Evidemment ce style managérial présente des inconvénients dont est exempt le style managérial : on y ressent des turbulences et le burn out n’y est pas rare. En revanche, il permet plus facilement que les autres de sortir d’une impasse à la façon d’un joker. La fluidité, la créativité et l’ambiance de liberté qu’il entretient favorisent l’engagement et ce qu’on appelle aujourd’hui le « bonheur en entreprise », qui est aux antipodes du « confort en entreprise » qu’on trouve dans certaines administrations. Le management collaboratif est le seul qui soit capable de mobiliser en permanence toutes les ressources humaines d’une entreprise confrontées à un monde complexe et mouvant comme celui des singularités croisées. C’est en cela qu’il est vraiment moderne.
Aucun style managérial n’est en réalité meilleur que les autres. L’important est de tous les connaître et de savoir tous les utiliser en fonction des circonstances. Il n’y a pas vraiment de bon ou mauvais style. Chacun d’eux est simplement plus ou moins adaptés à un environnement économique ou culturel, au niveau d’autonomie d’une équipe, à une situation d’urgence ou de confort. Néanmoins deux constations émergent de ce comparatif :
- La première est qu’on ne fait qu’à son détriment l’impasse sur la singularité individuelle de ses collaborateurs. Les êtres humains ne supportent guère l’indifférence dans la durée. Les outils de la communication différentielle exposés dans leçon précédente pourront ici être d’un secours précieux.
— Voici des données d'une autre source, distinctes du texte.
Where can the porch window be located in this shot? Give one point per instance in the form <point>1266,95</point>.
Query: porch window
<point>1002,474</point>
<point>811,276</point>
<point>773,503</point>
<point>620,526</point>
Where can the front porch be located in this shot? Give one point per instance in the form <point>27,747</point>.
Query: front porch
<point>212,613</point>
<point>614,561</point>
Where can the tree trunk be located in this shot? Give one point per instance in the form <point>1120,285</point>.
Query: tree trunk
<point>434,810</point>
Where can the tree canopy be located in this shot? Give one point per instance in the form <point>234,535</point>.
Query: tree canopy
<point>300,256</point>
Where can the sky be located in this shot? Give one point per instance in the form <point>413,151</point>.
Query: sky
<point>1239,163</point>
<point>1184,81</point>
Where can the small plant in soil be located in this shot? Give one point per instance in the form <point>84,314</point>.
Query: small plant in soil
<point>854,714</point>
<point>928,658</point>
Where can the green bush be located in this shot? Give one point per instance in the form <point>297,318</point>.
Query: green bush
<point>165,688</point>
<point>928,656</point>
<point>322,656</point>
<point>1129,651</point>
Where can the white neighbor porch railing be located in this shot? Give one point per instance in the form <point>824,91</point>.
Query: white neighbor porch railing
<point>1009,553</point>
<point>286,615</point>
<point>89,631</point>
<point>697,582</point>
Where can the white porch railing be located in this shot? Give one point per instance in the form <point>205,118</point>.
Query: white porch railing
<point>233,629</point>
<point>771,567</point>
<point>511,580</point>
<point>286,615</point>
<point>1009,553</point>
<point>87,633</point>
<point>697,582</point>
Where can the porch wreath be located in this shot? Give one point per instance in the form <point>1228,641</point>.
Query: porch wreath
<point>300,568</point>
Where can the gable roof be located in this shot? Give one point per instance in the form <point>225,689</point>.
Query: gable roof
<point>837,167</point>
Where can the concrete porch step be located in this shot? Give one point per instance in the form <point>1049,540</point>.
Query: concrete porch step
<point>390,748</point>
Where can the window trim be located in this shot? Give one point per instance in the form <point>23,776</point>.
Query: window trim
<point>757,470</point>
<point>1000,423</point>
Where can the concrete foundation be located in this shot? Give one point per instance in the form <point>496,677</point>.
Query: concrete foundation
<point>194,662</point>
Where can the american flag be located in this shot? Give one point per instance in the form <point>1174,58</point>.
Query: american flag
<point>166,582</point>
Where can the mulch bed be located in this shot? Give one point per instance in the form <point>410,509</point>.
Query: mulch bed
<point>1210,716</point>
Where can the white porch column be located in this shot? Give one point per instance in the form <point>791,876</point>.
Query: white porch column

- La seconde est qu’il est plus moderne pour un leader, plus adéquat au sein d’un monde de plus en plus singulier, d’avoir de son entreprise une vision organique centrée sur le “pourquoi” qu’une vision mécanique centrée sur le “comment”. La vision du “pourquoi” polarise la singularité de chacun autour d’une singularité centale et permet à chacun de vivre son identié. La gestion du “comment” au contraire subordonne l’identité à l’observation de procédures normatives. Les mondes singuliers aiment les leaders uniques.